Would ‘In Utero’ be so stark and disturbing if Kurt Cobain was still alive and well living on a farm? Probably not, which is why we love praising musical martyrs of depression.
Kurt’s lyrics have more than a little in common with those of Ian Curtis. You can never be quite sure what they mean but know there is something there that expresses every bit of your sub-conscious.

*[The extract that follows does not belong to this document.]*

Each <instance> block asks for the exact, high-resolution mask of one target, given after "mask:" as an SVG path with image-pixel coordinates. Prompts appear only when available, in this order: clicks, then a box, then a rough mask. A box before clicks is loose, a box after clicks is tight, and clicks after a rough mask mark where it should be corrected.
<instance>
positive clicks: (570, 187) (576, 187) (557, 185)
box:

The fact that the music complements it in a way Nirvana never could makes it all the better.
What we’ve got is basically a greatest hits just packaged as Peel sessions, plus 2 extra tracks repeated “She’s lost Control” and “Transmission” as they were recorded for “Something Else” on BBC2. Which quite amusingly got a pile of complaints from viewers adamant that Ian was on drugs, because of his trademark jitteriness and general screwedup-ness.
It is impossible to listen to what is undoubtedly one of the all-time great sons “Love will tear us apart” without a feeling of incredible loneliness and anguish. There is no optimism, it can hardly even be considered a love song. Ian (or Kurt) didn’t write about bad relationships they documented total misery, publicly showing their agony in a much more articulate way than carving ‘People=Shit’ on your chest every will.
It should probably be mentioned the way that the Joy Division sound shaped so much of today’s modern music. We can probably blame them for ATB, but that was probably more New Orders fault, certainly Trent Reznor is severely in debt to their pre-acid house beats.
As it is not as good as the proper albums ‘Unknown Pleasures’ and ‘Closer’, it’s only of real interest to the completists (which is probably all Joy Division fans). Better off spending your money on the box set as an introduction, then only ever leaving your bedroom to buy this, the live album and a noose.
Oh yeah there’s an interview on it too. Ian laughs and seems to be having a good time, probably best to never listen to it, it might ruin illusions.